Compliance, in this context, refers to adherence to industry standards within two key areas: technical and regulatory.
“Technical compliance will ensure the system is capturing, processing, communicating and storing the biometric data according to relevant national and international requirements. Regulatory compliance ensures that the personal information is processed in the various legal frameworks to ensure there is no risk to the person’s identity,” says Marius Coetzee, CEO at Ideco.

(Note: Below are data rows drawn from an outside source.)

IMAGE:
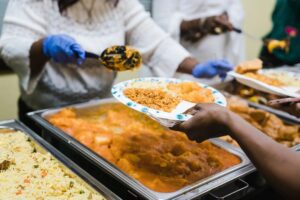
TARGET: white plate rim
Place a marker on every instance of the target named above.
(117, 92)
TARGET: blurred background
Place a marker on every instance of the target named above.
(257, 23)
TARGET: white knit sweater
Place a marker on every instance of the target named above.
(26, 21)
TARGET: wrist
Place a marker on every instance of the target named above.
(233, 124)
(187, 65)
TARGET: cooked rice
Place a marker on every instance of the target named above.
(32, 174)
(153, 98)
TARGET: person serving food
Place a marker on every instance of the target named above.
(278, 164)
(44, 42)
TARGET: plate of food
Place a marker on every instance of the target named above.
(165, 98)
(250, 73)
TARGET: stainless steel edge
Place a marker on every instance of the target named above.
(281, 114)
(66, 162)
(203, 186)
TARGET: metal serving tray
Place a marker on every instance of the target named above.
(66, 162)
(134, 187)
(281, 114)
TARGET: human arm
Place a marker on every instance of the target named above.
(159, 51)
(290, 105)
(24, 24)
(279, 165)
(196, 29)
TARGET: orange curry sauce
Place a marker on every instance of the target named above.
(161, 159)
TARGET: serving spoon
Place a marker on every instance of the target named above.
(118, 58)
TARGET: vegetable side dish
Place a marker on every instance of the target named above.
(26, 173)
(167, 97)
(161, 159)
(251, 68)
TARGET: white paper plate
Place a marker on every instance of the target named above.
(258, 85)
(177, 113)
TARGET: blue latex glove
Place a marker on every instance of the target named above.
(63, 49)
(212, 68)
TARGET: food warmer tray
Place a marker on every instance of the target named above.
(66, 162)
(133, 187)
(281, 114)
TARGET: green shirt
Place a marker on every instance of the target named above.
(286, 13)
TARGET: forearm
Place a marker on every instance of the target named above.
(37, 58)
(187, 65)
(279, 165)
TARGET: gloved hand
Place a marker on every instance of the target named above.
(212, 68)
(63, 49)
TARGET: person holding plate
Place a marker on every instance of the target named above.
(44, 42)
(278, 164)
(204, 28)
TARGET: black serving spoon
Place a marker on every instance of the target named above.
(118, 58)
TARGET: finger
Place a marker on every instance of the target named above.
(223, 76)
(223, 65)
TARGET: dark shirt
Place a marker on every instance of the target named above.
(286, 13)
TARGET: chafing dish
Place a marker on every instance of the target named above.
(44, 146)
(135, 188)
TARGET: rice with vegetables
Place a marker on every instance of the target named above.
(26, 173)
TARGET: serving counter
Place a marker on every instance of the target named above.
(230, 177)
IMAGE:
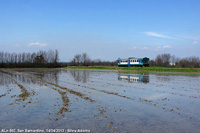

“This is the acknowledged industry reasoning behind compliance, but if one goes deeper, there are certain legal implications to compliance and non-compliance,” Coetzee explains.
“Keep in mind that only Face, Signature and Fingerprint are accepted biometric evidence in terms of SA Law. The rest is only regarded supporting evidence. At the same time, the responsibility of the purchaser is to ensure that solutions are compliant so that the technology adds legal value,” he continues.
Solutions must be compliant to ensure the biometric implementation is fully compatible with- (or can benefit from) civil systems such as the Online Fingerprint Verification service of the Department of Home Affairs, or the Criminal Record Verification service of the South African Police Service (SAPS).
Furthermore, compliance will ensure that the chain of evidence from every biometric transaction can be presented in a court of law as irrefutable evidence of the Identity involved with the transaction.
“Biometric technology offers an effective deterrent to villains who will not worry if a newly implemented biometric system cannot be used to identify them as a criminal in the SAPS database and couldn’t be used to convict them in a court of law,” says Coetzee.
Bear in mind compliance conditions
Ideco management warns the market that the onus to ensure compliance of product lies with the purchaser.
“Remember, vendors are chasing sales targets and will force any deal without taking the time to ensure compliance to the full spectrum of requirements. We have seen it in so many cases. For instance, customers will implement video surveillance and when an incident happens, the video footage cannot be used in a CCMA case. Some organisations are facing huge risk to their reputations for selling non-compliant equipment to major corporates, or making ill-informed product recommendations,” Coetzee explains.
“When villains start to realise there is no intrinsic value in a specific biometric system or the first time a case is dismissed by a court as inconclusive biometric evidence, the full investment is void. Corporate South Africa is currently spending millions on biometric solutions without realising the importance of compliance,” he adds.
Customers are advised to at least select biometric solutions that are evaluated by the National Institute of Science and Technology (NIST). This body defines the standards used by numerous world leaders in this field including the FBI, Interpol, Scotland Yard and our own SAPS.